Bir bankanın tahvil bono masası işlemcisi, “2 hafta önceye kadar yabancı para mevduat için tahvil ayırma gibi bir uygulama yoktu. Bir anda 200 milyar doların üzerinde bir tutar için yeni bir uygulama gelmiş oldu. TCMB daha önce olmayan bir uygulamayı getirerek kendine önümüzdeki dönemde uygulama içindeki örnek olarak yüzde 3 oranını yüzde 4 yaparak ya da tahvil dağılımına tek bir değişken ekleyerek milyarlarca TL karşılığında yeni tahvil alımı getirme gibi hakları da elde etmiş oldu. Bu piyasada TCMB’yi yön belirleyici konuma getirdi” dedi.

TCMB bu adımları öncesi açık piyasa işlemleri için devlet iç borçlanma senedi (DİBS) alımlarını hızlandırıp, sabit kuponlular için pozitif ayrımcılık yaratan, swap piyasasında yine sabit kuponlu tahvili özendiren adımlar da attı. Ancak hiçbir adım TCMB’nin bu haftaki yabancı para mevduat için tahvil tutma kararı kadar büyük bir etkiye sahip olmadı.

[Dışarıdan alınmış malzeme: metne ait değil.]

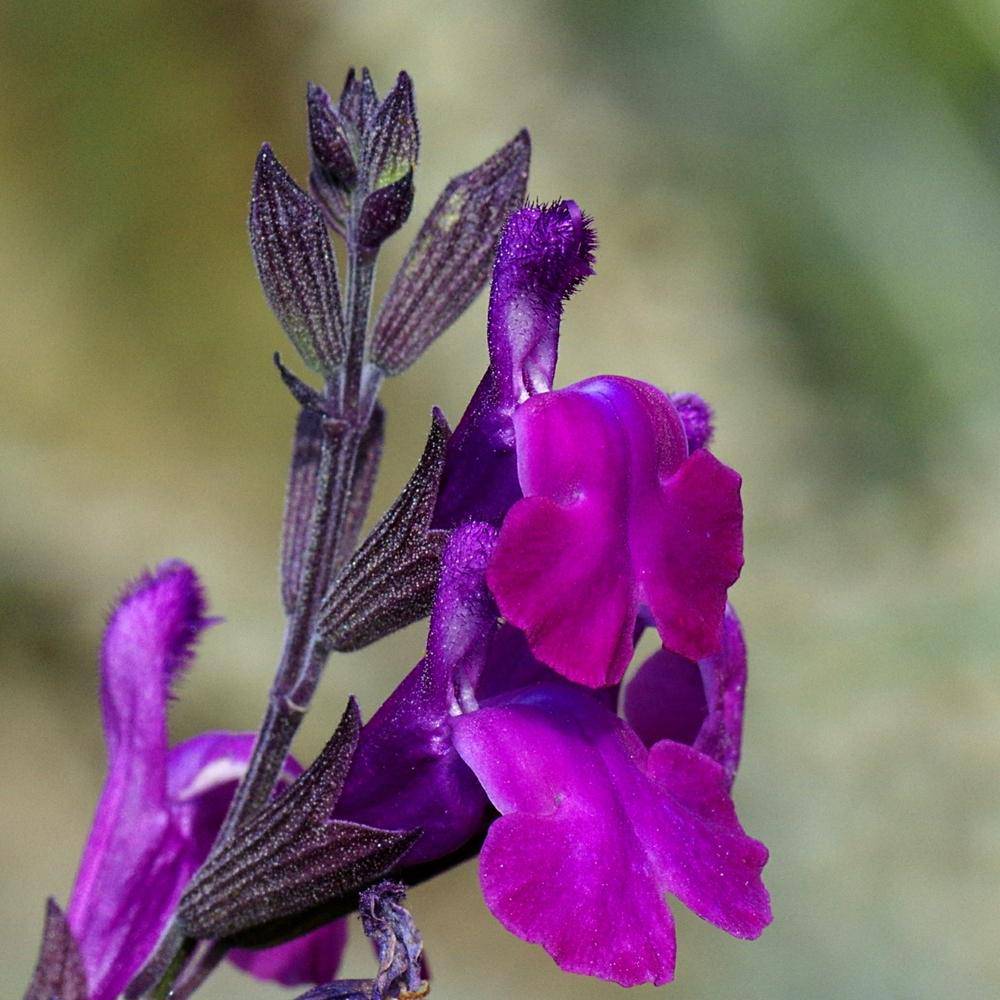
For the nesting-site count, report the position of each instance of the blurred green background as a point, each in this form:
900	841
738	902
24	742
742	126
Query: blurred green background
799	211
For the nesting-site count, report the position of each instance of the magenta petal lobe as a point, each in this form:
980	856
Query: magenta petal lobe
595	830
615	515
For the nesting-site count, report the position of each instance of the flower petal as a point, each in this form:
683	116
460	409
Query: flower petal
699	704
594	830
129	875
312	958
544	253
691	553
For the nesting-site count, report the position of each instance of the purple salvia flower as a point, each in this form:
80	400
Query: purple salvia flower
615	515
161	807
584	805
697	703
545	252
603	509
296	264
696	416
59	972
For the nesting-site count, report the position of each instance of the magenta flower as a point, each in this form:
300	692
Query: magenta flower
696	703
594	829
609	501
161	806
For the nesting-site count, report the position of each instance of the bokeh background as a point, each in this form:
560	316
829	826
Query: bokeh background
799	210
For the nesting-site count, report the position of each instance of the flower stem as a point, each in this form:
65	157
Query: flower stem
350	401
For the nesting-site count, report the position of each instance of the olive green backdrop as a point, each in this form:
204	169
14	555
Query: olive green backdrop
799	211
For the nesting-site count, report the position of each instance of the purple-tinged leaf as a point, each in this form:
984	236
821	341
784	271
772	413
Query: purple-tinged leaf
291	857
363	483
390	581
358	100
300	499
296	264
303	393
59	973
696	416
384	213
333	142
450	259
394	142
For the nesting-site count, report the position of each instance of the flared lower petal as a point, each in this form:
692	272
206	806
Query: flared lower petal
595	830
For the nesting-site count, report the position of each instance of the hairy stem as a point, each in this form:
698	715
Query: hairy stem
350	400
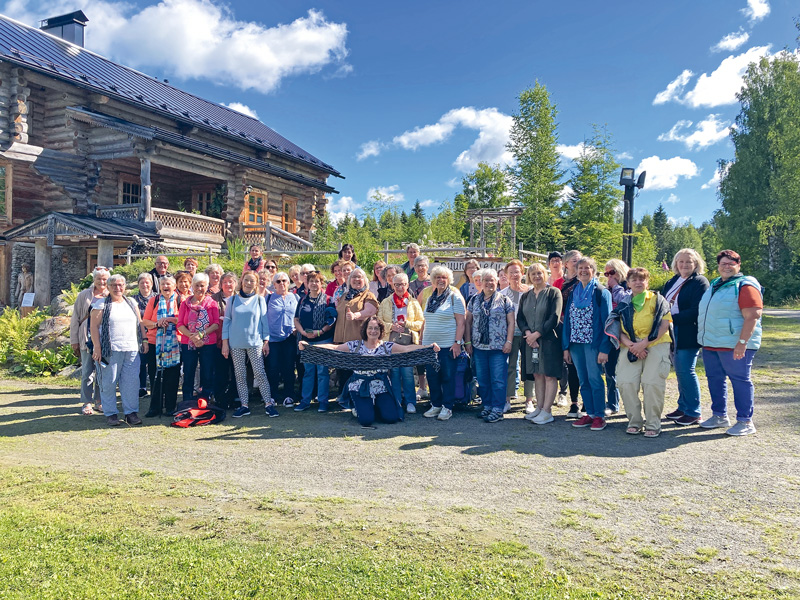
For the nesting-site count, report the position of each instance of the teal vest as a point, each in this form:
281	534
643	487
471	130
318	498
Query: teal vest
720	320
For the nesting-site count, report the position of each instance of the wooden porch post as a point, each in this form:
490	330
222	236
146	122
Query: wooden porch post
41	275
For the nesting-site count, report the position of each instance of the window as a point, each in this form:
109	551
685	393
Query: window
130	190
255	209
289	222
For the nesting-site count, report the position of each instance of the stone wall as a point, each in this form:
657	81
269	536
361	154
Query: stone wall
69	266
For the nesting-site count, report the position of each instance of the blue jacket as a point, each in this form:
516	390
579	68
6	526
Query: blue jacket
720	320
602	307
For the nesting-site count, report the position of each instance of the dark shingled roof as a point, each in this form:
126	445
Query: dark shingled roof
42	52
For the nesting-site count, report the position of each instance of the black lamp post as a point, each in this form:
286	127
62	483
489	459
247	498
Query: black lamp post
626	178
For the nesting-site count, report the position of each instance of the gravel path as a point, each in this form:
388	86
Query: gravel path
605	498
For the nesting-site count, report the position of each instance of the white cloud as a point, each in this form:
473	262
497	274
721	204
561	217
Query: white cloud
756	10
371	148
731	42
390	193
339	207
725	82
490	146
202	39
677	222
664	173
242	108
674	89
707	133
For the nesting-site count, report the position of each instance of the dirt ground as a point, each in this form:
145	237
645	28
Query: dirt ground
601	498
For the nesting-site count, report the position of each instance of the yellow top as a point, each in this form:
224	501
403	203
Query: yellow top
643	320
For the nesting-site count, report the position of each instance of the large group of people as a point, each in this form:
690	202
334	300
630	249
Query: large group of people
554	330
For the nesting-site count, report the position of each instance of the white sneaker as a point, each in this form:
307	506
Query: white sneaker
445	414
433	411
533	415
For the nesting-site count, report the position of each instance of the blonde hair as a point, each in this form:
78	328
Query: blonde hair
699	263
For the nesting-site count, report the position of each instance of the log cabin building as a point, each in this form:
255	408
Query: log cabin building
95	155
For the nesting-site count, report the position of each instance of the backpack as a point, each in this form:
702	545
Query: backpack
192	413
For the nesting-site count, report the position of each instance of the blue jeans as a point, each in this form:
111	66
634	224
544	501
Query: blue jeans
721	366
442	383
190	356
320	374
123	370
688	384
611	380
403	385
590	374
492	371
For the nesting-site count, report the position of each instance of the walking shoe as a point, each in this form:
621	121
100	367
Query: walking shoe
532	415
742	428
433	411
598	424
715	421
584	421
494	416
687	420
445	414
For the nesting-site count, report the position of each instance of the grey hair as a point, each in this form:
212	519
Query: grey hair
200	277
442	270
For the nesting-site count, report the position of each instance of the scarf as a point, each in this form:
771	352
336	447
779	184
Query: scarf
638	301
360	362
717	283
168	352
436	300
105	338
400	301
352	293
481	323
197	320
583	295
254	264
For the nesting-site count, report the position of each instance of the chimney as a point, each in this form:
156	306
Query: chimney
68	27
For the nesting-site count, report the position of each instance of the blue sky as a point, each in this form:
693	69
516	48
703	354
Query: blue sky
406	98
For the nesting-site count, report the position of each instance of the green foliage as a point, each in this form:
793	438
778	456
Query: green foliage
536	174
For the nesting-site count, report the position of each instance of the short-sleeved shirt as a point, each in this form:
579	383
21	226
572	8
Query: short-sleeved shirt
440	326
643	320
501	306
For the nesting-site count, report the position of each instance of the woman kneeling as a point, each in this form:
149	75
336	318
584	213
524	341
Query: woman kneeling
644	330
371	391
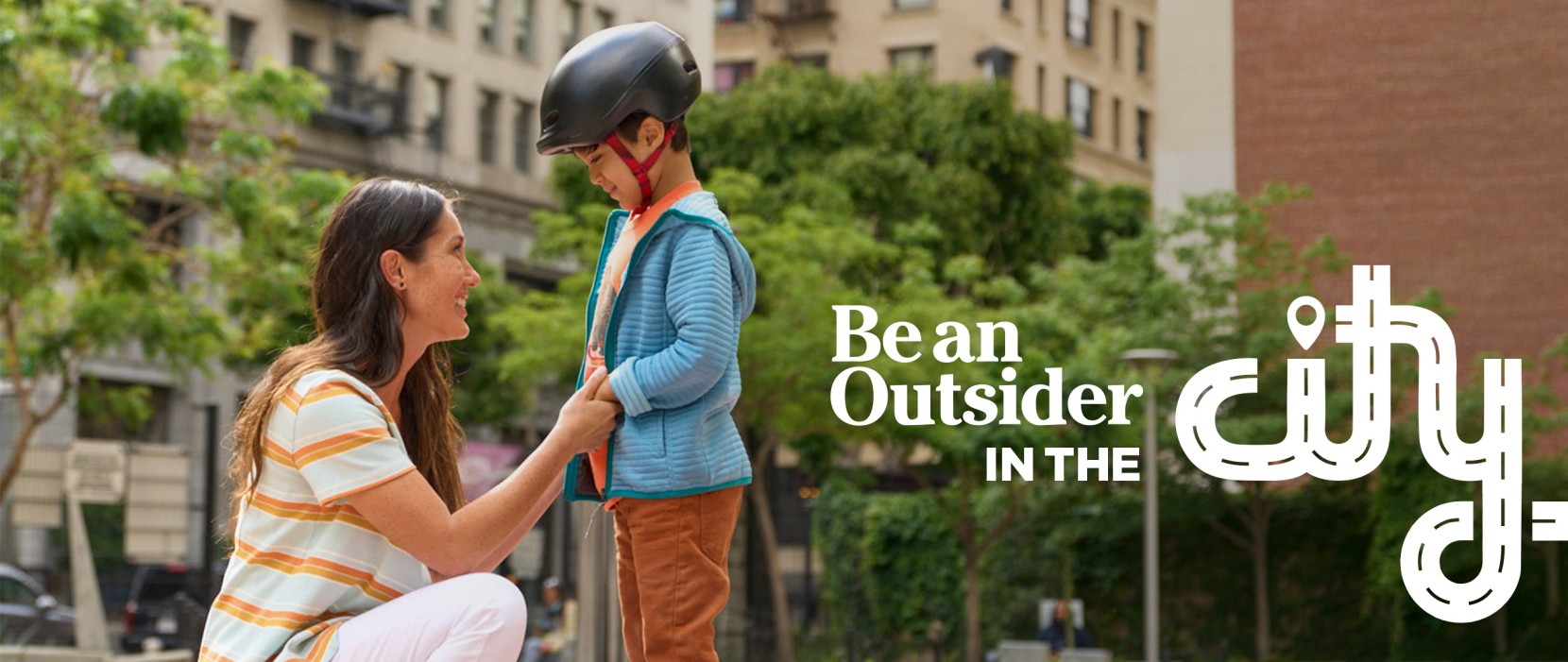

BDDK’nın haftalık verilerine göre bankacılık sisteminde 3 Haziran itibarıyla 238 milyar dolar tutarında döviz mevduat bulunuyor.

Hazine verilerine göre, bir zamanlar Hazine’nin TL cinsi iç borçlanmasının yüzde 25’ine yakını yabancı yatırımcılarca finanse ediliyordu. Nisan sonu itibarıyla bu oran yüzde 1.7 seviyesine kadar geriledi.

TCMB, DİBS piyasasındaki payını 2 katına çıkararak yüzde 5’e yaklaştırırken aslında aradaki farkı payı yüzde 50’den nisan sonu itibarıyla yüzde 75.3’e çıkan bankacılık kesimi finanse etti.